Mani legate o coperte e una maschera sul volto, proprio come quella di Hannibal Lecter, inquietante protagonista del film “Il silenzio degli innocenti” e dei romanzi di Thomas Harris. 

In questo caso, però, il cannibalismo non c’entra. Sì, perché tenere bloccati gli arti e coperta la bocca è la “cura” cui viene sottoposto da sedici anni Bruno, paziente ricoverato in un centro di assistenza ai disabili nel Sulcis-Iglesiente, affetto da una patologia che lo porta ad ingerire di tutto.

«Un trattamento che appare più vicino al concetto di tortura che a quello di cura», denuncia la nuova Garante della Sardegna per le persone private della libertà personale, Irene Testa, che ha effettuato una visita nella struttura dove Bruno è ospitato. 

«Ho atteso un giorno prima di mettere nero su bianco quanto visto all'Aias di Cortoghiana. Un giorno - confessa la Garante - per riprendermi dallo scenario agghiacciante e raccapricciante che mi sono trovata davanti».

«Bruno - racconta Testa - è affetto da picacismo: una patologia che lo porta a ingerire qualsiasi cosa gli capiti davanti. Da oltre sedici anni viene tenuto tutto il giorno legato per le mani con un casco in testa.

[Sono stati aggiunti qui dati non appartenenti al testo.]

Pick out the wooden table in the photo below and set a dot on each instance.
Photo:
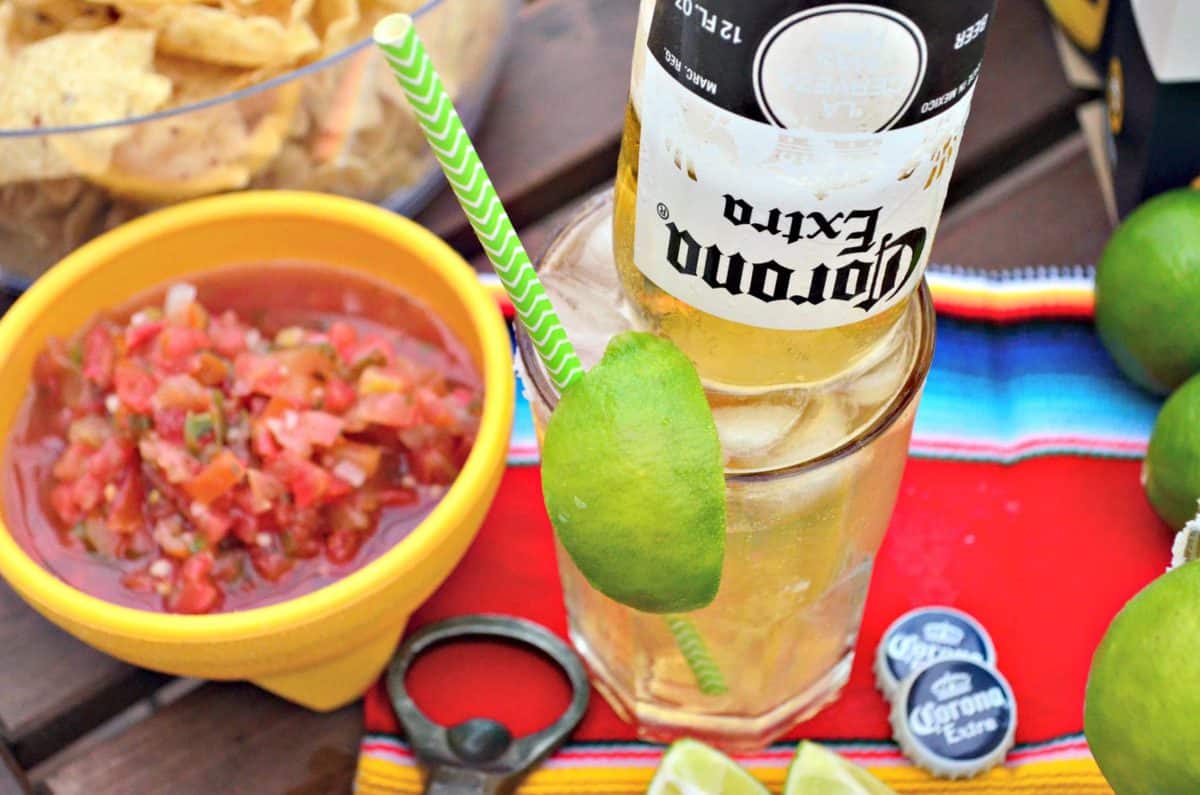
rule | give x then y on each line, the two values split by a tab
77	722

Apparentemente non perché pericoloso verso gli altri, ma verso di sé».

«Non mi sto riferendo alla struttura, ma a un caso specifico di un ospite al suo interno, per la verità già sollevato da alcuni anni dalla presidente dell'Unasam (Unione nazionale delle associazioni per la salute mentale) Gisella Trincas, ma anche oggetto di esposti alla Procura, di lettere all'allora ministro della Salute Speranza e di interrogazioni nel Consiglio regionale della Sardegna».

Il termine picacismo (detto anche allotriofagia) deriva dal sostantivo latino “pica”, ovvero gazza, uccello solito a fare razzia di tutto quello che trova e anche ad assaggiare anche sostanze e materie generalmente non alimentari, come, ad esempio, la terra.